Say you’re a female employee working for a small tech company. You’re sitting in a meeting with your boss, the CEO. He’s — hypothetically — a 38-year-old white man with $1.2 million in the bank. You have student debt, a sick cat, whatever. Basically, you need this job. But your boss, he won’t stop hitting on you. Slack messages asking you to drinks, photos of the views from his weekend bike rides. Then, during the Wednesday morning meeting, he takes things even further. Puts a hand on your knee, says he wants to get to know you better.
What do you do?
You could go to HR, try to work things out internally. Maybe your company has a dedicated HR specialist, rather than an overworked recruiter who’s been given HR responsibilities and doubles as the office manager. And what if that doesn’t work? What if there’s nothing HR can do?
Historically, the options were to quit or stay quiet. But a female entrepreneur in the UK is envisioning another way. Neta Meidav is the founder of Vault, an app that allows employees to document misconduct in real time. The idea came to her while sitting at her kitchen table, watching the Harvey Weinstein story unfold on her TV. It reminded her of an incident that had happened at her first job out of university, when her boss came on to her during a meeting. “I never even thought of reporting it,” she says. “I was terrified that my career would be crushed by a powerful man before it even started.”
Meidav realized a lot of the reasons she hadn’t spoken up had to do with fear. She’d been worried she wouldn’t be believed — but what if documenting the incident had been easy? She didn’t want to be the first one to report the boss who’d harassed her. But what if she’d known there were others?
The problem isn’t limited to the tech industry.
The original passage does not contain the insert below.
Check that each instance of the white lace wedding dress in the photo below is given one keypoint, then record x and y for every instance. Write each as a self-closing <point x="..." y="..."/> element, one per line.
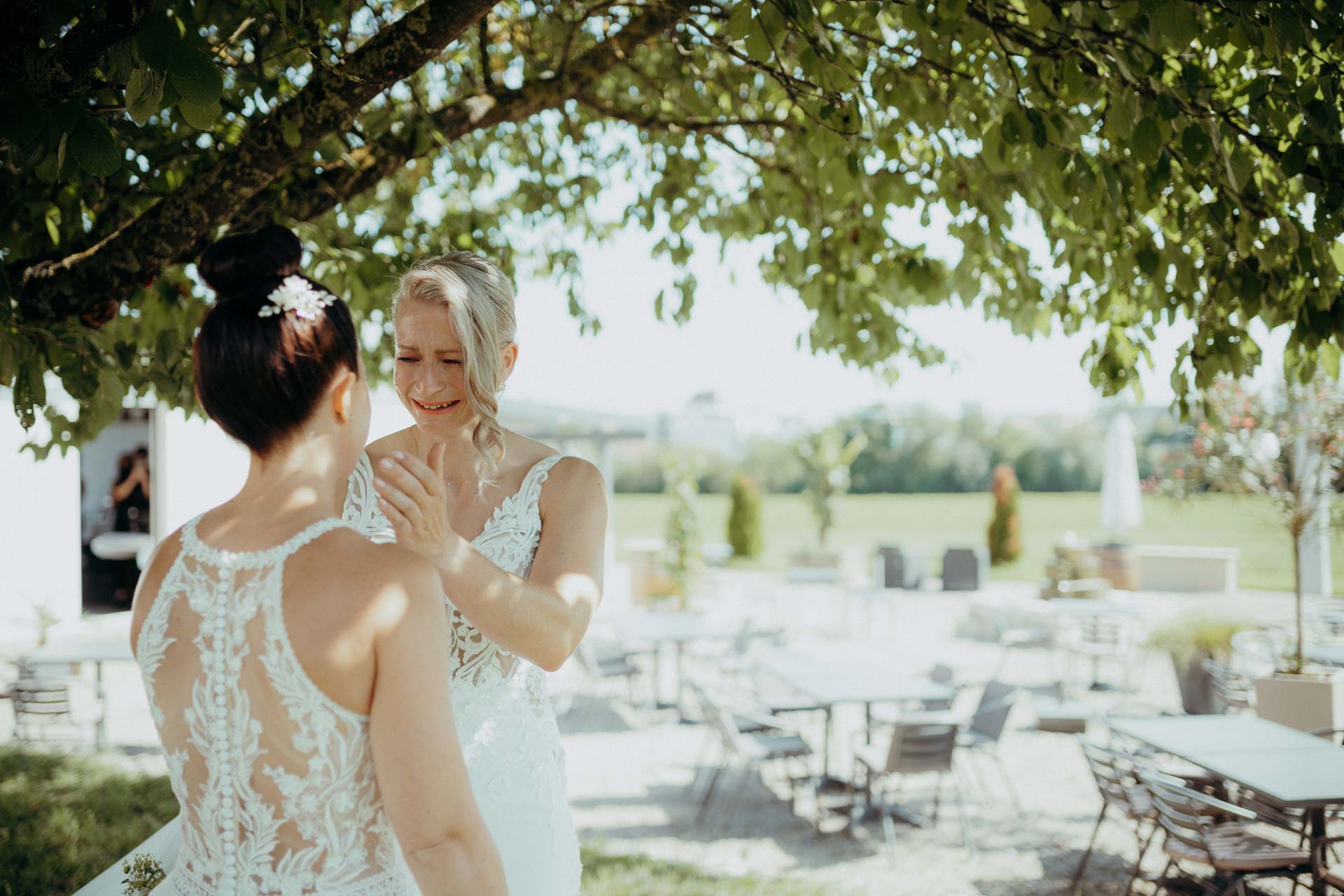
<point x="502" y="707"/>
<point x="500" y="703"/>
<point x="274" y="780"/>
Reporting harassment in any office is intimidating, particularly when the tools available to employees — like harassment hotlines — are geared more toward compliance than worker safety.
To really solve the problem, companies need to invest in resources that help build trust. This means dedicated HR teams and tools that make reporting mismanagement easy. If they don’t, employees are more likely to go public — speaking to reporters or, in true 2020 form, blowing the situation up on Twitter.
On Vault, employees can write up reports about workplace misconduct as they happen, either describing incidents or screenshotting digital interactions. These reports go into a timestamped ledger. Employees can submit them right away or wait until another worker has come forward with a similar claim. Vault doesn’t reveal the identity of employees to one another, just the assurance that someone else has spoken up.
Employees also have the option of reporting workplace harassment anonymously. While most companies are hard-pressed to follow up on complaints without knowing a worker’s identity, Vault allows HR teams to chat with employees anonymously on the app, gathering more information without needing to know their name.
Not every company is willing to invest in a reporting tool like Vault. For those that aren’t, more employees are choosing to go to the media with their stories. But knowing who to speak to can be tricky.
That’s where Ariella Steinhorn comes in. The founder of Lioness Strategies, Steinhorn is part of a new wave of PR that’s focused on helping employees get the word out about their stories. She thought of the idea after a former boss came onto her on Slack — a situation she realized was likely happening to other women in the workplace.
Workers can submit claims to Lioness using an encrypted email address. After the firm vets the stories, it matches workers with reporters, using an unofficial network of journalists at national publications.
Steinhorn works with employment lawyers to review nondisclosure agreements that could make it difficult for employees to go on the record. She comes from a big tech background, having previously worked in communications at Uber, and knows what people are up against when they decide to speak out. Amber Scorah, Lioness’ director of strategy, grew up as a Jehovah’s Witness and has written a book about her decision to leave a high-control religion — another helpful background when working with certain large companies.
It’s not an accident that both Vault and Lioness were started by women who experienced harassment in the workplace, given how often these incidents tend to occur. Today, when many of the problems roiling the tech industry were started by high-profile men, it seems right that the solutions could come from women.